Polícia Judiciária deteve os bombeiros após queixa da vítima, de apenas 19 anos
A Polícia Judiciária deteve esta terça-feira, fora de flagrante delito, 11 bombeiros voluntários da Associação Humanitária de Bombeiros Voluntários do Fundão, no distrito de Castelo Branco, pela forte suspeita de terem praticado, em duas ocasiões distintas, dentro dos quartéis do Fundão e de Soalheira, dois crimes de violação e um de coação sexual.
A vítima é um jovem bombeiro, de apenas 19 anos, que denunciou os crimes às autoridades com a ajuda do comandante do quartel.
"Foi sujeito a atos sexuais violentos, numa duvidosa praxe, pois seriam os seus dois primeiros serviço. A investigação teve o seu início numa queixa efetuada pela própria vítima, suportada e apoiada pelo Comando da referida corporação que, em todo o momento, colaborou com esta Polícia", detalha a PJ em comunicado.
O inquérito é titulado pelo Ministério Público de Castelo Branco.
Os detidos serão presentes à autoridade judiciária competente para aplicação de adequadas medidas de coação.
Inquérito interno aberto
O comandante dos Bombeiros Voluntários do Fundão, José Sousa, disse que os bombeiros detidos vão ser alvo de um processo de inquérito interno.
“Internamente, aquilo que se está a fazer, neste momento, é um processo de inquérito. Vamos averiguar se há motivo para uma ação disciplinar.

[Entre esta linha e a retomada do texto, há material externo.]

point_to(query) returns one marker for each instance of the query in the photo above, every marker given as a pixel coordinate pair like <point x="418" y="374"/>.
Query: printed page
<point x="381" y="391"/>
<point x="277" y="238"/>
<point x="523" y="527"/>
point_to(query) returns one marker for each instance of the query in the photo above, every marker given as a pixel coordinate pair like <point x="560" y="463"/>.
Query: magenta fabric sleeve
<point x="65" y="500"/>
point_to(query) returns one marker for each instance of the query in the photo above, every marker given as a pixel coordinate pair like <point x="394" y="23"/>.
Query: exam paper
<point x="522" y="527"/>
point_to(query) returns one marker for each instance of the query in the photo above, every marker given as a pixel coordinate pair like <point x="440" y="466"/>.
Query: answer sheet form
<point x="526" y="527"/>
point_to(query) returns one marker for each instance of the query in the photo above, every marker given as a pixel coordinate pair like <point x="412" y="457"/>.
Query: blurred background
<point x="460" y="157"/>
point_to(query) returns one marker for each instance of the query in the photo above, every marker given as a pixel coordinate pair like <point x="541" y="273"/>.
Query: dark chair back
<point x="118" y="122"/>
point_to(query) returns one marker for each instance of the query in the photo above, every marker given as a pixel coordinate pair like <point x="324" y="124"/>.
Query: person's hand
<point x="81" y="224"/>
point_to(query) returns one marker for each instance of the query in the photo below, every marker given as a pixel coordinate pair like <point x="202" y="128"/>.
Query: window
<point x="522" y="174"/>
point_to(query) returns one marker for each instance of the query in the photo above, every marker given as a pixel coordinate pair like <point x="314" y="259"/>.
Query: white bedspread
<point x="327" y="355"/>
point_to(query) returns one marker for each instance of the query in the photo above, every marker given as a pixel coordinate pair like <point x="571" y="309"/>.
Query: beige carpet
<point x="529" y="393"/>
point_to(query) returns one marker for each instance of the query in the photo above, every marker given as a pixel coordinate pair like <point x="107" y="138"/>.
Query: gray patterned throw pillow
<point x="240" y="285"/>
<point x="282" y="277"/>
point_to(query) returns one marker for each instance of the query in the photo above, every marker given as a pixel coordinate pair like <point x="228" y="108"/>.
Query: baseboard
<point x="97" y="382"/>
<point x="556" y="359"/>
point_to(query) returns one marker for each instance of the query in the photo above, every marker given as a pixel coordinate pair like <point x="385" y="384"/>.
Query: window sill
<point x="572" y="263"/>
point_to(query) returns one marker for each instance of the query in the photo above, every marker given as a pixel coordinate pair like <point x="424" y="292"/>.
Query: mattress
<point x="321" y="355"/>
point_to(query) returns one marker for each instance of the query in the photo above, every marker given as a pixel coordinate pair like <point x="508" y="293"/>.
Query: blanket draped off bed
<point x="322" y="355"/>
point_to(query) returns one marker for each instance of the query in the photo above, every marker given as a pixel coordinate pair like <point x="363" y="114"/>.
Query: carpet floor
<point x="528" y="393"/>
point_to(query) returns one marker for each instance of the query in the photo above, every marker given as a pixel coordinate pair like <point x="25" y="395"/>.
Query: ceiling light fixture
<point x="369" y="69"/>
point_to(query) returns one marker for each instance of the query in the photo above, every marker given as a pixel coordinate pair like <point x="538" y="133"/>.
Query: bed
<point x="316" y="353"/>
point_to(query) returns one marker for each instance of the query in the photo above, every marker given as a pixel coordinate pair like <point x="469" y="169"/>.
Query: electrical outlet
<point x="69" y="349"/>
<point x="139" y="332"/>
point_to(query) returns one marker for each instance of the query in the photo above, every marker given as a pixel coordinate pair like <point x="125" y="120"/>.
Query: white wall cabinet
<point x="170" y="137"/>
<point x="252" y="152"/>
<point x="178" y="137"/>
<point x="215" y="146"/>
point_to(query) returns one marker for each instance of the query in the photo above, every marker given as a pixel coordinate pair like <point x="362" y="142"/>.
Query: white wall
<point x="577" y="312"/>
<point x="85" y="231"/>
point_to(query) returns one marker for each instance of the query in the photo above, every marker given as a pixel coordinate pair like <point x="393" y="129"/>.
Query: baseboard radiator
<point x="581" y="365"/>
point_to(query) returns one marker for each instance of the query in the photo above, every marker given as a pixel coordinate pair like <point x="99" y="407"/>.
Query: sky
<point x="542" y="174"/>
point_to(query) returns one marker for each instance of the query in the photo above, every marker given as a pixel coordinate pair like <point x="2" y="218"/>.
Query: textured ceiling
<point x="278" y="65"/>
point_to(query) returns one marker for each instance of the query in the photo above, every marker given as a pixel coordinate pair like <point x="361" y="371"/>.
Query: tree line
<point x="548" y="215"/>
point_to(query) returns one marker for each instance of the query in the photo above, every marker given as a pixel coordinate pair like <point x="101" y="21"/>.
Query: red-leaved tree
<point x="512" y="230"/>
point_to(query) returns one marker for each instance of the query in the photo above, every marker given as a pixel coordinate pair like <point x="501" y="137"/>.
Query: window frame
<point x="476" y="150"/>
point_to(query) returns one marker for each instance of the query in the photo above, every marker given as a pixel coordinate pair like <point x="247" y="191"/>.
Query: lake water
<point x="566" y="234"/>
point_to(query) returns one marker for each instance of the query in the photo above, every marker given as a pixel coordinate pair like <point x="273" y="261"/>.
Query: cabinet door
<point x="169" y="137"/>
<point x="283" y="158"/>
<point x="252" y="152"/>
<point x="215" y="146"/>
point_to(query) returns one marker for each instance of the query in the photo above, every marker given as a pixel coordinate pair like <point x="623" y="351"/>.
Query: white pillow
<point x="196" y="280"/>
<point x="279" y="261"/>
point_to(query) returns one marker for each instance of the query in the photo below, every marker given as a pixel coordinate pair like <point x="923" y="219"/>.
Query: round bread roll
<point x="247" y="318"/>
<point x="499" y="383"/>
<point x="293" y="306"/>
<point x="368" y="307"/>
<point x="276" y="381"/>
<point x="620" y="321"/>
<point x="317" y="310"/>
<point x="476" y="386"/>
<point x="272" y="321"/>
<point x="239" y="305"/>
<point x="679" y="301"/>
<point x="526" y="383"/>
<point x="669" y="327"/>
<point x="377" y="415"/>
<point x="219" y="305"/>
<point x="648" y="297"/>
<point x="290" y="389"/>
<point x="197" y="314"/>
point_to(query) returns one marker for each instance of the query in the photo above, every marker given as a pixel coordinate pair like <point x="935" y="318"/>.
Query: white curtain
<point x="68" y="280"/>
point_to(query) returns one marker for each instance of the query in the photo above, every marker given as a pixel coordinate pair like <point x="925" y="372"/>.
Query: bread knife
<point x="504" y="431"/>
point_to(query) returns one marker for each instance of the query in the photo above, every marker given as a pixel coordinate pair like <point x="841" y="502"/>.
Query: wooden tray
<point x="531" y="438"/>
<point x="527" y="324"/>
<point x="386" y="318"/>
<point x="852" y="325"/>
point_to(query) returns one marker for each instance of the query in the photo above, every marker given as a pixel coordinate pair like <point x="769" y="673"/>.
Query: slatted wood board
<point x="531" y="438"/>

Externamente, as autoridades competentes estão a ouvir os intervenientes”, explicou José Sousa à agência Lusa.
À Lusa, o comandante dos bombeiros do Fundão adiantou ainda que o resultado da investigação policial irá cruzar-se com o processo de diligências internas instaurado aos elementos da corporação.
Questionado sobre se os suspeitos se vão manter no ativo, José Sousa vincou que, “neste momento, não há motivo para os suspender”. “O nosso processo [interno] irá beber muito das conclusões da investigação policial.”
Este responsável sublinhou ainda que o comando e a direção da Associação Humanitária de Bombeiros do Fundão estão empenhados em colaborar e em resolver esta situação.